Handling Missing Values and Outliers in Machine Learning
Before we feed any dataset to a machine learning model, we must clean and prepare the data. Two of the most common issues you’ll face during data cleaning are:
- Missing Values – when some data entries are blank or not available
- Outliers – data points that are significantly different from the rest of the data
Part 1: Handling Missing Values
Missing values can cause issues with ML models since most models do not accept data with missing entries. Let's look at why missing values occur and how to deal with them.
Why do missing values occur?
- Human error in data entry
- Sensor failures (e.g., weather station didn’t record temperature)
- Participants skipped a question in a survey
Example Dataset
Suppose we are building a model to predict house prices and the dataset looks like this:
House ID | Location | Size (sqft) | Bedrooms | Price (in $) |
---|---|---|---|---|
1 | New York | 1000 | 2 | 500000 |
2 | Los Angeles | NaN | 3 | 650000 |
3 | NaN | 1500 | NaN | 700000 |
4 | Chicago | 1200 | 2 | NaN |
We have missing values in Location
, Size
, Bedrooms
, and Price
.
Common Strategies to Handle Missing Values
- Drop rows or columns
- Drop rows where important values are missing
- Drop entire columns if they are mostly empty
- Imputation
- Numerical: Replace with mean, median, or mode
- Categorical: Replace with most frequent value
🧠 Question:
Why not always drop rows with missing values?
Answer:
Dropping too many rows can lead to data loss and bias. It's best only if very few rows have missing values or the row contains little useful information.
Python Code – Handling Missing Values
import pandas as pd
import numpy as np
# Sample data
data = {
'House ID': [1, 2, 3, 4],
'Location': ['New York', 'Los Angeles', np.nan, 'Chicago'],
'Size (sqft)': [1000, np.nan, 1500, 1200],
'Bedrooms': [2, 3, np.nan, 2],
'Price': [500000, 650000, 700000, np.nan]
}
df = pd.DataFrame(data)
# Show original dataset
print("Original Data:")
print(df)
# Fill missing numerical values with mean
df['Size (sqft)'].fillna(df['Size (sqft)'].mean(), inplace=True)
df['Bedrooms'].fillna(df['Bedrooms'].mode()[0], inplace=True)
df['Price'].fillna(df['Price'].median(), inplace=True)

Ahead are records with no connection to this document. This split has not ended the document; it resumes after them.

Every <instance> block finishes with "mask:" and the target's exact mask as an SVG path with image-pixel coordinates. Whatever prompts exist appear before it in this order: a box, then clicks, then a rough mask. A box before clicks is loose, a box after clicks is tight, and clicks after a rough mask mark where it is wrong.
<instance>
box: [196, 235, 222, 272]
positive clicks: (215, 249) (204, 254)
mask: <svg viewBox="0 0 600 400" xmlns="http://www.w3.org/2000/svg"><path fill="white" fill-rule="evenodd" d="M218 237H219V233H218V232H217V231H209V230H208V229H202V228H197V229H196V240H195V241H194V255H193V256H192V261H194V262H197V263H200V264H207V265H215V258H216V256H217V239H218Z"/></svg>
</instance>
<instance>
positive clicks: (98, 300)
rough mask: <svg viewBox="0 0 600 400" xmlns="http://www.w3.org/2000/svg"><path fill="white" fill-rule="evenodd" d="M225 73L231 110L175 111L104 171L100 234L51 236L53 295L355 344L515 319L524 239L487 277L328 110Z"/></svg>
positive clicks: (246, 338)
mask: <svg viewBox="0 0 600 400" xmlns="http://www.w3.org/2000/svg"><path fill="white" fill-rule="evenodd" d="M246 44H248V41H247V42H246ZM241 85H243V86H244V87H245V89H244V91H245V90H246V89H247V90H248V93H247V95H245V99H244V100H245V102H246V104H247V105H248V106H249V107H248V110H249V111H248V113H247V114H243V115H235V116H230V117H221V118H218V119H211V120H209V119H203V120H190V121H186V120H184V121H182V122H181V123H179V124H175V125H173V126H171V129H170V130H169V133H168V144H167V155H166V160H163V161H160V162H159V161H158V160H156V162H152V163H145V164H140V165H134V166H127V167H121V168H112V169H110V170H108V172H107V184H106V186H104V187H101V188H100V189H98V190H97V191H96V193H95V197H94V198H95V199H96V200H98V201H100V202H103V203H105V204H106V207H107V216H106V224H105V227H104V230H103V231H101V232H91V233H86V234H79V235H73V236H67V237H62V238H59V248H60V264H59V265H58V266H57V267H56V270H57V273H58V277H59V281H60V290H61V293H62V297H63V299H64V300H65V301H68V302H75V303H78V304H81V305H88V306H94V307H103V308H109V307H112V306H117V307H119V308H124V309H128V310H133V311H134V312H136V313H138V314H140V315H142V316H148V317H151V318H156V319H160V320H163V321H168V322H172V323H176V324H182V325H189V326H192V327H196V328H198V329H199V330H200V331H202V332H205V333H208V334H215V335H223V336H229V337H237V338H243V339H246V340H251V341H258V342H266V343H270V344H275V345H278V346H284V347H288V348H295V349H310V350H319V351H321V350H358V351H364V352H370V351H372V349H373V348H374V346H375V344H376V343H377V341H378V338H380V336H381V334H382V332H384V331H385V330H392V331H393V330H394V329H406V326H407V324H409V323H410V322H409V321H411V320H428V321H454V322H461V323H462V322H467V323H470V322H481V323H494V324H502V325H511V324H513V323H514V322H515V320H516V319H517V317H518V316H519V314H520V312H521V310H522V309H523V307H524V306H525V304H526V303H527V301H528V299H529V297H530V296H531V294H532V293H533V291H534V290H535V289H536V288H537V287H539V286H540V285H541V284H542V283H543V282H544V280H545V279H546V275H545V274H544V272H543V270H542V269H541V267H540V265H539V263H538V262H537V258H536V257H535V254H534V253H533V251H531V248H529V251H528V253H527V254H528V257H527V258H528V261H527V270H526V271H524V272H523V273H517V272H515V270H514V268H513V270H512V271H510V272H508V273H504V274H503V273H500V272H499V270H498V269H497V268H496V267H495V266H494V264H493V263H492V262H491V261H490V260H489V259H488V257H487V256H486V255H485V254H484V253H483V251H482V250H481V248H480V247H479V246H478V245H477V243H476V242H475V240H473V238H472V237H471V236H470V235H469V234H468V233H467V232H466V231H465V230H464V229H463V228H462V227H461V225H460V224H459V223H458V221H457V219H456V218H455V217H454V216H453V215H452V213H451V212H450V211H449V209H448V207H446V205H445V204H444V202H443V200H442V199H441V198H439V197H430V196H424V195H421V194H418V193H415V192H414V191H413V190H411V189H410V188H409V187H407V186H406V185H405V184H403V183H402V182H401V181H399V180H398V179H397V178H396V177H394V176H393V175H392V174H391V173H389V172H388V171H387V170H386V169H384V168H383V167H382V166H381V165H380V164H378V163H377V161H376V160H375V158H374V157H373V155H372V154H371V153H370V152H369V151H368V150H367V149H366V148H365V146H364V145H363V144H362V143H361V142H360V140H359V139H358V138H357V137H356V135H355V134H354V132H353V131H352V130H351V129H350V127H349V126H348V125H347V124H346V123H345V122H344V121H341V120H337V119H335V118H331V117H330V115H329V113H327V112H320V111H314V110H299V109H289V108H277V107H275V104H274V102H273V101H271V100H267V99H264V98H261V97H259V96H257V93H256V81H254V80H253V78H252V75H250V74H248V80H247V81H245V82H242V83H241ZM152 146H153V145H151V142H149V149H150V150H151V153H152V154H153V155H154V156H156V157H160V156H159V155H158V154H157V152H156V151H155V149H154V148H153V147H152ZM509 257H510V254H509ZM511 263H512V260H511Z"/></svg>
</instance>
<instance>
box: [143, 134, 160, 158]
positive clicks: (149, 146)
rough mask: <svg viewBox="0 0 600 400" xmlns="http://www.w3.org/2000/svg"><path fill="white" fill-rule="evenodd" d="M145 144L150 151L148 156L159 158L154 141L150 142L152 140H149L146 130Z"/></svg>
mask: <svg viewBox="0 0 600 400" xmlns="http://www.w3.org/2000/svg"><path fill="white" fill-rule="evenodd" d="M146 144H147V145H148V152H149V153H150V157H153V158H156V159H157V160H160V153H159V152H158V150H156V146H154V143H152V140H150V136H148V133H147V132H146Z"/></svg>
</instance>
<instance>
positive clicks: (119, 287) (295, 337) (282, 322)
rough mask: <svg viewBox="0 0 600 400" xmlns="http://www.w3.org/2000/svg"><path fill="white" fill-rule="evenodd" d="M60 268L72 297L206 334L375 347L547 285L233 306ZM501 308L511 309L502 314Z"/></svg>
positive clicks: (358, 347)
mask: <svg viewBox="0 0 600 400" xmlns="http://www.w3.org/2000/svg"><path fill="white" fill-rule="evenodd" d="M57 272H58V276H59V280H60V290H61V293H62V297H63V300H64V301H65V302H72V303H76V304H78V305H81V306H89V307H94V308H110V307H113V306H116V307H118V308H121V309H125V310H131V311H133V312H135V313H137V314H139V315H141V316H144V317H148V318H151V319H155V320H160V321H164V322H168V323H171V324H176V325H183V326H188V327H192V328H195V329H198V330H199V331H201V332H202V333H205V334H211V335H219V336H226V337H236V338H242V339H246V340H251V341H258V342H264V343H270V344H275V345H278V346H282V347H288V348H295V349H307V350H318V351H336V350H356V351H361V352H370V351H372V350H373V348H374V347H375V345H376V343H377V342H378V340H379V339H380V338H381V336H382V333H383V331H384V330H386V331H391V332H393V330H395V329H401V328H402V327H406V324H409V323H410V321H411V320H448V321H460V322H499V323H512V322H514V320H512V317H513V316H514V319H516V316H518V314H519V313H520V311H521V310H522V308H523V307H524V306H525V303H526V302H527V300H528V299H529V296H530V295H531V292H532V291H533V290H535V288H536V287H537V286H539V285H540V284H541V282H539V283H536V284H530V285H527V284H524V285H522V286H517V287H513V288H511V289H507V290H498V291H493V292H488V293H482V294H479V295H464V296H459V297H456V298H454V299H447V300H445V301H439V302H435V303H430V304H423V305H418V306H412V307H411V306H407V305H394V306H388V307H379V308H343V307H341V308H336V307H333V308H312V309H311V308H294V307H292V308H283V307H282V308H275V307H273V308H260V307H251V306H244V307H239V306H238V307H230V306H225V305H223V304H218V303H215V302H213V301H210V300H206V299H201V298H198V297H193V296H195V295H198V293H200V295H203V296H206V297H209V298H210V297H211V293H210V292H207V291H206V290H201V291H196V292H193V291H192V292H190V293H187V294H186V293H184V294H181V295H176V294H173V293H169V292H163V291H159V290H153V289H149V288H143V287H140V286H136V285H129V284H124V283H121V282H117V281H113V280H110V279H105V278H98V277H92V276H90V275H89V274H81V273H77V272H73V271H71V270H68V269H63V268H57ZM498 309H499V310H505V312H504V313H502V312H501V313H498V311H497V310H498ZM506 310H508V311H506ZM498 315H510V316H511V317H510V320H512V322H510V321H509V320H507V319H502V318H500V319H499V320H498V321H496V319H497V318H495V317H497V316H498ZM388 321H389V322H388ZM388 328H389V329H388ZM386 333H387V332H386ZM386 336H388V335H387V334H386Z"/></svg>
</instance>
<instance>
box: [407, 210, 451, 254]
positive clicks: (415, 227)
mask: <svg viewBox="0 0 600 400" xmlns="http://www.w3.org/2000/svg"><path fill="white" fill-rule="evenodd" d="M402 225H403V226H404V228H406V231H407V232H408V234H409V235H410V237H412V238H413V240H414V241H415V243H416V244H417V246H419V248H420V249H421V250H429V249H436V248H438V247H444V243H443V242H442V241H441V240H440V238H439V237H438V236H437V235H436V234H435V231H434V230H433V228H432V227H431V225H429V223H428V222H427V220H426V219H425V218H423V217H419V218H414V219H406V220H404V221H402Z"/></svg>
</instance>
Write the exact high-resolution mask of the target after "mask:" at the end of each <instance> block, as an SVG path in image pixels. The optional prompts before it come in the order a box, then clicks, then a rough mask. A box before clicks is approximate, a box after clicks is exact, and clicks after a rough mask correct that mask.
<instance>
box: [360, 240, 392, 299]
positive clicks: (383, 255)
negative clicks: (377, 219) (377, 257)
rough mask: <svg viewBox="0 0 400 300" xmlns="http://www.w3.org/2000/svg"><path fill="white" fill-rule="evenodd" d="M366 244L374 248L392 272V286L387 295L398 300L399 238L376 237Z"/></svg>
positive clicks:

# Fill missing categorical value with mode
df['Location'].fillna(df['Location'].mode()[0], inplace=True)
# Final cleaned data
print("\nCleaned Data:")
print(df)
Code Explanation:
fillna()
is used to replace missing values.- We use:
- mean for
Size
- mode for
Bedrooms
(most common value) - median for
Price
to reduce the impact of outliers - mode for
Location
(categorical)
- mean for
Part 2: Handling Outliers
Outliers are data points that are significantly different from the rest. For example, in a dataset of house prices ranging from 300K to 800K, a price of 5 million is an outlier.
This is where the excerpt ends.